[28]The Sembil is the Valeriana Celtica, or Spiga Celtica of the Italians. It is chiefly grown in the southern provinces of the Austrian dominions, and is exported from Venice and Trieste. The Mehleb is brought from Armenia and Persia, and is exported from Smyrna and other ports of Asia Minor. It appears to be the fruit of a species of Tilia.

[29]The most fashionable among the women of the town at Shendy have fixed the price of their favours at a loaf of sugar.

[30]The expenses of the outward journey are three times as much as those attending the transport back from Berber to Daraou, on account of the cheapness of camels at Berber.

[31]Upon every slave imported into Upper Egypt, Government exacts at present a duty of sixty piastres. The most important articles of the trade, as slaves, Erdeyb, ostrich feathers, natron (from Darfour), are besides exclusively bought up by the Pasha, who fixes a maximum to the Soudan merchants, and resells them at pleasure, with a great profit.

[32]The Pasha of Djidda takes the title of Governor of Djidda, Souakin, and the Habbesh, or Abyssinia (والي جده و سواكن و الحبش), although he possesses nothing in the latter country, except the customs of Massouah, and the nominal jurisdiction of that place. Since the Wahabi have reduced the Hedjaz, and, in conjunction with Ghaleb, Sherif of Mekka, have dispossessed the Turks of Djidda, Ghaleb has taken Massouah into his own hands.

[33]The eastern fashion is to give, as a present, a suit of clothes (Kessoua كسّوه), and a sum for pocket-money (Massrouf, مصروف).

[34]Such is the pronunciation given to this word by the Arabs, and not Amhara, as Bruce writes it. The Abyssinians are not called Habbeshy, but Nekkaty, by which appellation the whole country is more frequently known than by that of Habbesh.

[35]It is well known how little discrimination the Arabs shew in judging of quantities; the terms long or short, great or small, high or low, deep or shallow, &c. &c. are seldom accurately applied by them, and in their descriptions they generally magnify or diminish the object beyond what it naturally is.

[36]Formerly the Sennaar caravans brought as much as 2000 cwt. of gum arabic, annually, to Egypt; at present they do not bring more than 100 cwt.
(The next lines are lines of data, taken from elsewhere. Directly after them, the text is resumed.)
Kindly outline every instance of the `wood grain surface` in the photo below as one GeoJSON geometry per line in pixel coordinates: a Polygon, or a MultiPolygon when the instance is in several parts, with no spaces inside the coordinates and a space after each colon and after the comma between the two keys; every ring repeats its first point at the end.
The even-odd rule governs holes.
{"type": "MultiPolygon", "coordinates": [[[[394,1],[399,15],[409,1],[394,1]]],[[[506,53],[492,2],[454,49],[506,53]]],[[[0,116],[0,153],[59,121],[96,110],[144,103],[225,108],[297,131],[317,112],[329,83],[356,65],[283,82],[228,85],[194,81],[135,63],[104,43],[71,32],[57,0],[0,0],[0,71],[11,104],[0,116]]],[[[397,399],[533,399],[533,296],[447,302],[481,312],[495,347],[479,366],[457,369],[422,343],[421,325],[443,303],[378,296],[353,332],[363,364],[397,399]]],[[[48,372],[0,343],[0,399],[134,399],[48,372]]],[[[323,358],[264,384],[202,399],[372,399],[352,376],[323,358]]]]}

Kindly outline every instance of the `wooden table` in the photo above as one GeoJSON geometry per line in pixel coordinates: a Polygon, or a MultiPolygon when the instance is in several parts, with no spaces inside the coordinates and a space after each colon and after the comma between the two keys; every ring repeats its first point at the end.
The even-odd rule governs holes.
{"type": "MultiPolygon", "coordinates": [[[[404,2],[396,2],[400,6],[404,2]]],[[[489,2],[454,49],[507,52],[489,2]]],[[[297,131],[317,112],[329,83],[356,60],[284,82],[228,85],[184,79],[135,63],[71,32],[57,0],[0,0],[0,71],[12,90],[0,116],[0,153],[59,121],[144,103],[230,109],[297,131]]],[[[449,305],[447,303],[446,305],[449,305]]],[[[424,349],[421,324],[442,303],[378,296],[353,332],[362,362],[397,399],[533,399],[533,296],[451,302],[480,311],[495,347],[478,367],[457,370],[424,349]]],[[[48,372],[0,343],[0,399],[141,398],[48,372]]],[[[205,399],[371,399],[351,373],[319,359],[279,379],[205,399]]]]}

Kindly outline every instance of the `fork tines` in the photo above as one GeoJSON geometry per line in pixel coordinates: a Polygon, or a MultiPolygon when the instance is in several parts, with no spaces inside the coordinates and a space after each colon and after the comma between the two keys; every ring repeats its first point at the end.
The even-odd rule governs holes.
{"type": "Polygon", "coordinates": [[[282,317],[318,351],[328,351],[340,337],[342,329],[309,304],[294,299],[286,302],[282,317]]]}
The gum arabic which is collected from the acacias, in the deserts of the Hedjaz, is known at Cairo under the name of Samegh Embawy or rather Yembawy, from Yembo, (صَمغ يمباعوي). The gum arabic collected in the deserts of Suez, Tyh, and in Mount Sinai, is called Gomma Torica (Samegh Tori, صَمغ طوري), from the Arabs of Tor; this is exported to no part of Europe but France. The Kordofan gum is of the best quality, small grained, and of the clearest white. The Sennaar gum is less esteemed.

[37]Since the Mamelouks have established themselves in Dóngola, they are under the necessity of procuring their Egyptian articles by the way of Shendy. The shortest road, which is across the mountains from Korti, in the southern limits of Dóngola, is five days journey, but it is not quite safe.